Yes, that's correct. The early firmware is fully verified from a hardware root of trust, followed by vbmeta being verified by the late stage bootloader which then verifies the hashes of boot (and dtbo if present) from there. The system and vendor partitions are verified via dm-verity, bootstrapped from hashes in vbmeta. That's all read-only at boot, and is never directly written. Updates write to the alternate partition set (for firmware and the OS partitions), and then a reboot into the new version is done by switching to the new partition set, which has already been verified by the updater before marking it as usable (in case a write error occurred) and then gets verified again by verified boot. The fs-verity support is used to verify dynamically updated components in the rw userdata partition.

vs. dm-verity

Posted Jan 10, 2019 4:47 UTC (Thu) by thestinger (guest, #91827) [Link]

fs-verity is used to implement ro.apk_verity.mode for the rw userdata partition. The OS itself is fully verified via dm-verity (system/vendor), hashes (boot/dtbo) and a signature (vbmeta). Those are all read-only at runtime, and updated by writing to the alternate partition set.

A setback for fs-verity

Posted Jan 7, 2019 2:51 UTC (Mon) by bfields (subscriber, #19510) [Link] (1 responses)

"it is true that the objections surfaced at something close to the last minute."

Did they really? I thought that at the very least similar objections had been raised at LSFMM. My memories are vague, though.

A setback for fs-verity

Posted Jan 10, 2019 7:47 UTC (Thu) by dgc (subscriber, #6611) [Link]

Yes, they were raised at LSFMM. The LWN report doesn't really convey the "hell no" response that some of us had at LSFMM to putting special data beyond EOF in user files and adding special mechanisms to manage and then read beyond EOF....

https://lwn.net/Articles/752614/

-Dave.

A setback for fs-verity

Posted Jan 7, 2019 3:00 UTC (Mon) by marcH (subscriber, #57642) [Link] (1 responses)

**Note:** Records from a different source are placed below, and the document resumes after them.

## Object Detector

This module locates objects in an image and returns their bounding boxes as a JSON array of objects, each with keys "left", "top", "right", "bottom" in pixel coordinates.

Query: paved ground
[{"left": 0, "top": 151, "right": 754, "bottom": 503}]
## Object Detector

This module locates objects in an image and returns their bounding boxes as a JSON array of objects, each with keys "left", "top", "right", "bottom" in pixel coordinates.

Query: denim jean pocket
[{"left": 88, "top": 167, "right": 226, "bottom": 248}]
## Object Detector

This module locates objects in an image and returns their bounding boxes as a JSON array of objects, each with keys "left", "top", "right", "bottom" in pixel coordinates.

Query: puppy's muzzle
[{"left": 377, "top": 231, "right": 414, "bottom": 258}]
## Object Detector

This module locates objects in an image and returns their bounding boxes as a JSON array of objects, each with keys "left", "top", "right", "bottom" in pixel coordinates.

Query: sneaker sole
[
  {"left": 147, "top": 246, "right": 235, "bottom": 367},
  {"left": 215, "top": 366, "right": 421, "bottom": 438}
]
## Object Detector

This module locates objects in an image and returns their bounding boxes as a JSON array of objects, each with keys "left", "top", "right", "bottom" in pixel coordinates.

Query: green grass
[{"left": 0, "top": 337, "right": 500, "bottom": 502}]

I wonder if *any* discussion about meta-data has ever seen some consensus :-)

A setback for fs-verity

Posted Jan 7, 2019 4:09 UTC (Mon) by neilbrown (subscriber, #359) [Link]

> I wonder if *any* discussion about meta-data has ever seen some consensus :-)

I'm fairly sure the only way to achieve consensus, is to only have one voice.
(There is no "metadata" - there is only data, some of which you haven't met yet).